Alexandre Freitas Câmara (citado por ROCHA, 2007) ensina que ônus da prova é “todo elemento que contribui para a formação da convicção do juiz a respeito da existência de determinado fato”.
O ônus da prova trata da necessidade de que a parte produza prova dos fatos trazidos aos autos, que tenham relevância e que sejam controvertidos. Seu intuito será que o magistrado sentencie a seu favor.
O sucesso das alegações da parte está diretamente relacionado à sua atividade probatória, no seu interesse em demonstrar os atos que satisfarão o direito invocado.
Cabe lembrar neste momento que não há obrigação legal da parte produzir suas provas, a realização destas é dependente da vontade da parte e de igual forma, não há uma sanção pelo seu não cumprimento. Tem-se que o ônus a prova é uma espécie de vantagem conferida à parte para formar a certeza do juízo sobre os fatos que narrou, o que demonstra uma total influência sobre o julgado.
Esclarece Emília Simeão Albino Sako (2008, p. 28) que:
ônus subjetivo da prova refere-se à definição do que deve ser provado, enquanto ônus objetivo diz respeito à regra jurídica que define a quem cabe produzir a prova (CPC, art. 333; CLT, art. 818; CDC, art. 6º e 38).
Sobre um aspecto geral, diante de fatos alegados sem a devida prova, o Estado-Juiz decidirá em desfavor da parte a quem incumbia a produção da referida prova, vez que o fato exposto será tido como inexistente. Assim, a parte arcará com a responsabilidade da sua falta de ação, ou melhor, da sua falta de provas, trazendo por consequência lógica, o indeferimento de suas exposições fáticas.
Pontes de Miranda (1996, 6:270), faz as seguintes considerações sobre ônus da prova:
O ônus da prova é objetivo, não subjetivo. Como partes, sujeitos da relação jurídica processual, todos os figurantes hão de provar, inclusive quanto às negações. Uma vez que todos têm de provar, não há discriminação subjetiva do ônus da prova. O ônus da prova, objetivo, regula consequência de se não haver produzido prova. Em verdade, as regras sobre consequências da falta de prova exaurem a teoria do ônus da prova. Se falta prova, é que se tem de pensar em se determinar a quem carga a prova. O problema da carga ou ônus da prova é, portanto, o de determinar-se a quem vão as consequências de se não haver provado; ao que afirmou a existência do fato jurídico (e foi, na demanda, o autor), ou a quem contra-afirmou (negou ou afirmou algo que exclui a validade ou eficácia do fato jurídico afirmado), seja o outro interessado, ou, na demanda, o réu.

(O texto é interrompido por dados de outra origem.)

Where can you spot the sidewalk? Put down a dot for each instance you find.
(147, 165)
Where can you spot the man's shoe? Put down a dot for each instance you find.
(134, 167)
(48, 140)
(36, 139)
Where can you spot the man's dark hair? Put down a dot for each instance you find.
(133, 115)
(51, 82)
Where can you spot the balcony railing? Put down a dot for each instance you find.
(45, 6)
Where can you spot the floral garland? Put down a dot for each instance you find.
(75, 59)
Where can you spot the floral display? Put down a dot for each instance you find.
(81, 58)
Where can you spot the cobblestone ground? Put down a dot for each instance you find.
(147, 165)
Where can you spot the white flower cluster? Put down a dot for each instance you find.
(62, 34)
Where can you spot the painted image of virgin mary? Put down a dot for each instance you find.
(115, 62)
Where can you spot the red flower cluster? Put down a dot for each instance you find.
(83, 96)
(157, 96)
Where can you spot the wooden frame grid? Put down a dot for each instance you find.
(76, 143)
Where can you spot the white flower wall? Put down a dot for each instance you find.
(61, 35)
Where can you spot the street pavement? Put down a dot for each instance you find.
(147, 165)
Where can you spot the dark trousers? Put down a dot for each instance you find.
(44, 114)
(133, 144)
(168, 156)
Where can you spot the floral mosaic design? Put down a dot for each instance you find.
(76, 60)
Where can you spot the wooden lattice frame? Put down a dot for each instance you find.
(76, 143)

Por outro ângulo, caso a prova não tenha sido apresentada pela parte que lhe incumbia, o seu pedido poderá ser considerado procedente em virtude da apresentação da prova pela parte adversa que lhe seja favorável.

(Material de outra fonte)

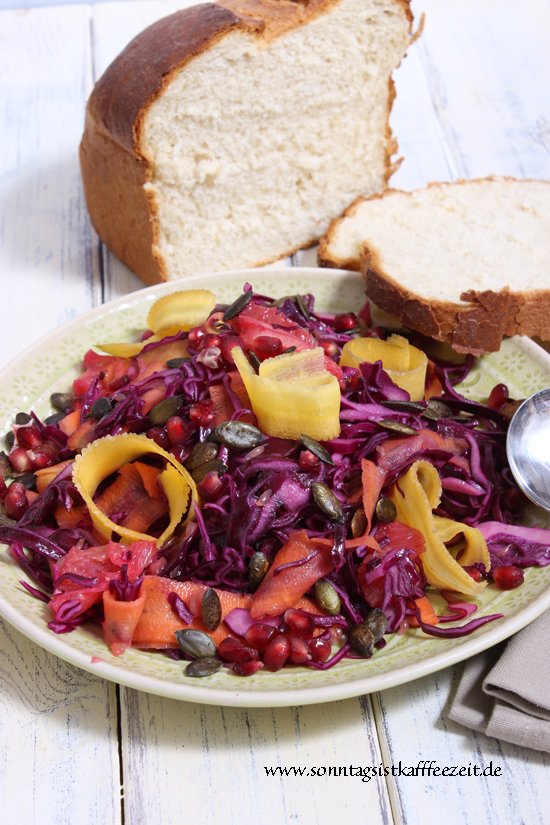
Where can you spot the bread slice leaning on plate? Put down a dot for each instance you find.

Destarte, independente de qual litigante tenha produzido a prova, o magistrado levará em conta os fatos conforme demonstrados.
Neste momento cabe lembrar que em ocorrência de revelia haverá presunção de veracidade quanto aos fatos alegados pelo autor, não sendo necessária produção de outra prova, exceto em casos de matéria de direito que somente poderá ser comprovada por meio de perícia ou documentos.

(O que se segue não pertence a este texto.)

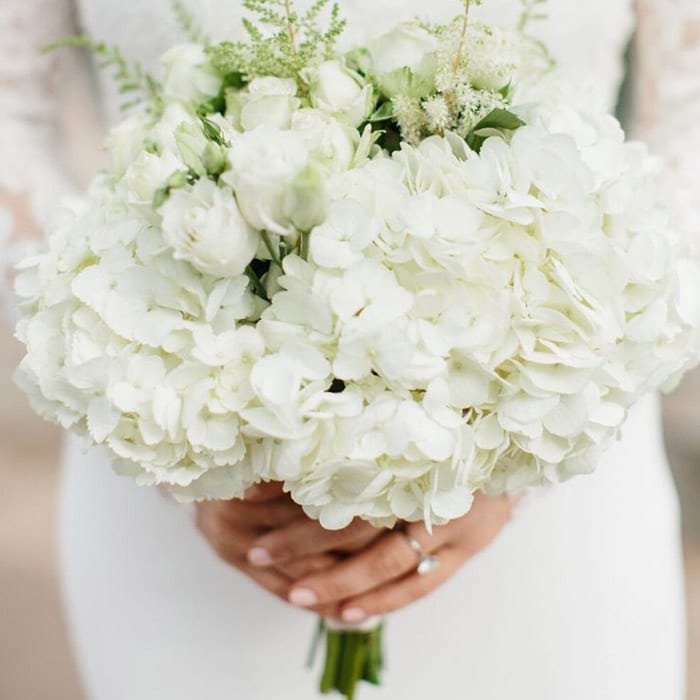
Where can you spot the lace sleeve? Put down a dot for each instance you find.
(669, 99)
(32, 87)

Assim, caso o autor, mesmo com a declaração de revelia, não produza as provas a que tinha o dever, o magistrado poderá rejeitar seu pleito, já que a confissão ficta produz presunção apenas sobre a matéria de fato e não de direito.
2. DOS PRINCÍPIOS QUE REGEM O ÔNUS DA PROVA
Em linhas gerais, o ônus da prova advém de três princípios primordiais, que são: o princípio da indeclinabilidade da jurisdição; do dispositivo e da persuasão racional.
Quanto ao princípio da indeclinabilidade da jurisdição, o magistrado não pode se eximir de proferir um julgamento quando não a compreender ou achá-la muito complexa. É a Carta Magna que confere acesso ao Poder Judiciário a todos aqueles que tiverem seu direito violado, e nem mesmo a lei e o aplicador desta poderão impedir ou abster-se de efetuar uma apreciação. Mesmo havendo lacuna ou obscuridade na lei, deverá proferir decisão, nos termos do art. 126, do Código de Processo Civil (BRASIL, 1973).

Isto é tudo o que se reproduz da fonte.